Virtual Service and mutual tls

Hi, I’ve tried the helloworld task from the istio examples and all is working fine.
Now I’ve tried with a nginx deployment and then expose the service with gateway e vs like before.

But, until I apply a destinationrule that disable the tls mode I cant’t reach the service.
Why have I this behavior?
With the helloworld example I don’t need a destinationrule to reach the vs.
What I’m missing?

Hi @mcastro,

I can’t say what’s going wrong from your description, but can you add the yaml so I can take a look at it, or point me to a repo where I can see it?

Hi @rob,
thanks for repling.
The “helloworld” example that is working is this
Then I’ve tried a similar configuration doing this (in an istio injection enabled namespace):
kubectl create deploy --image=nginx nginx
kubectl expose deploy nginx --port=80 --type=NodePort

and then I’ve applied this virtual service on the same gateway.
Now the only way I’m able to reach nginx with vs is by disabling the tls with a destinationrule.

I send you an update @rob, I tried the same nginx configuration on gke and it works fine.
It could be possible it is related to che cluster conf (the first environment is a multi-cluster installation with Shared control plane (multi-network).

Hey, sorry for the delay @mcastro, I tried this as well on minikube too and it worked. I’ve never tried a multi cluster scenario. It might help to look at the envoy proxy logs for the ingress gateway and nginx to see if there is a clue in there as to why it’s not working without disabling mtls. If you’d like to get some of the logs I can take a look since I can’t reproduce your cluster setup.

One question here that might be relevant is the placement of the pods. In your initial scenario are the gateway and nginx pods in different clusters?

Hi @rob,
all the gw, virtual service and pods are on the main cluster.
On the ingress-geteway logs I’ve got this:
[2019-10-09T07:30:07.564Z] "GET /nginx/ HTTP/1.1" 503 UF,URX "-" "TLS error: 268435703:SSL routines:OPENSSL_internal:WRONG_VERSION_NUMBER" 0 91 71 - "" "Mozilla/5.0 (Windows NT 10.0; Win64; x64) AppleWebKit/537.36 (KHTML, like Gecko) Chrome/77.0.3865.90 Safari/537.36" "c8b0410c-a5e6-46ae-a5c0-0d596ec36394" "X.X.X.X" "X.X.X.X80" outbound|80||nginx.demo.svc.cluster.local - X.X.X.X:80 X.X.X.X:55512 -

I also have this output for tls-check:
nginx.demo.svc.cluster.local:80 OK mTLS mTLS default/demo disable-mtls/demo

Hi @rob,
I did the same test on GKE with istio “strict” and on minikube.
On minikube it works, on gke it does not.

I find out it was a problem with the istio version.
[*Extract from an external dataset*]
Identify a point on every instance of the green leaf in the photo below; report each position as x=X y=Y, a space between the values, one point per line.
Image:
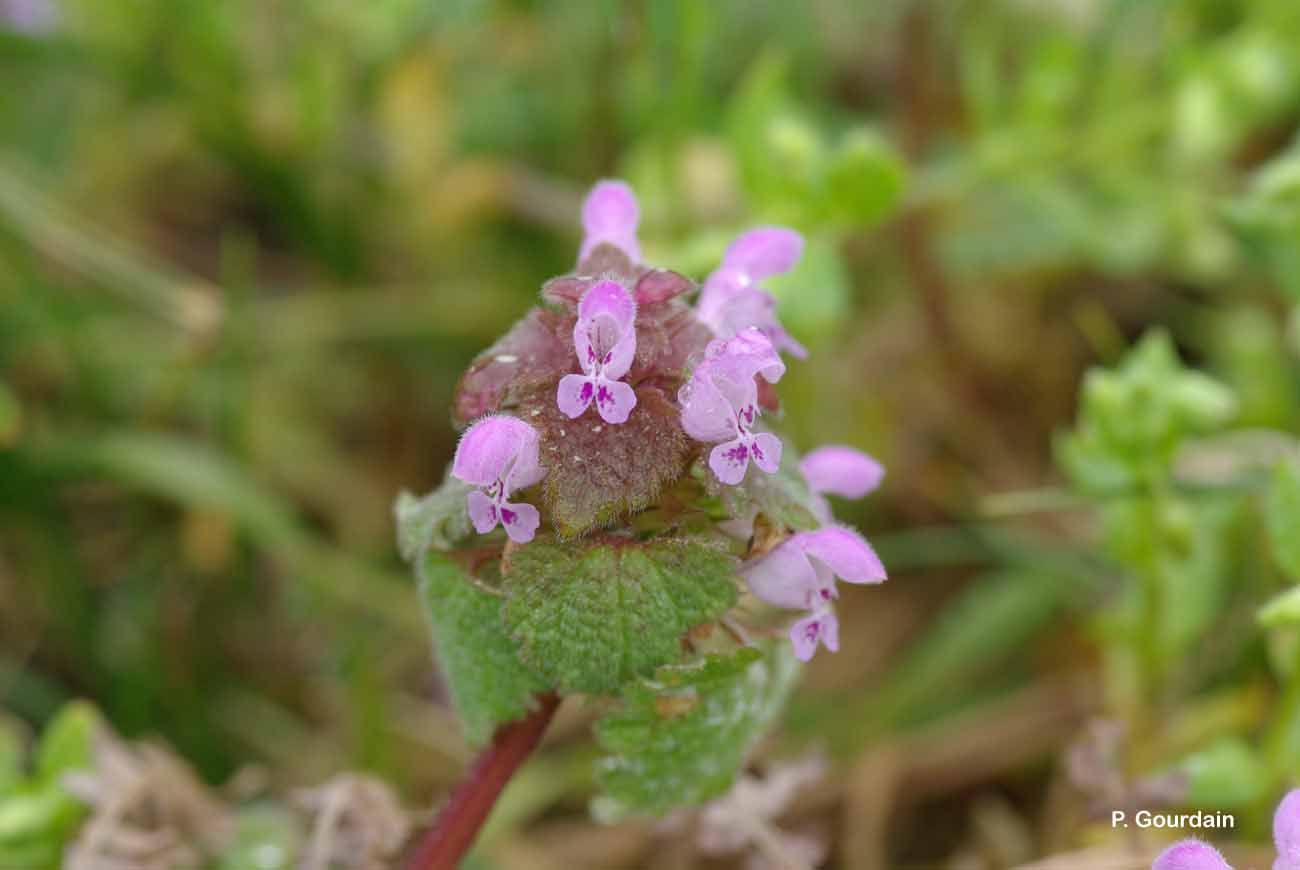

Version 1.2.5 has some kind of issue with exposing vs and mTLS.

Sorry @mcastro, I had access to a GKE cluster, but I no longer do. That’s interesting though. When I had been using 1.2.5 on my prior GKE cluster (i installed it manually, not using the version that GKE can install), I had mTLS enabled everywhere, except on a database due to other constraints. Is there an Istio bug with this issue described in it that you know of?

I did not find anything about it, but once I updated to version 1.3.3 the issue was gone.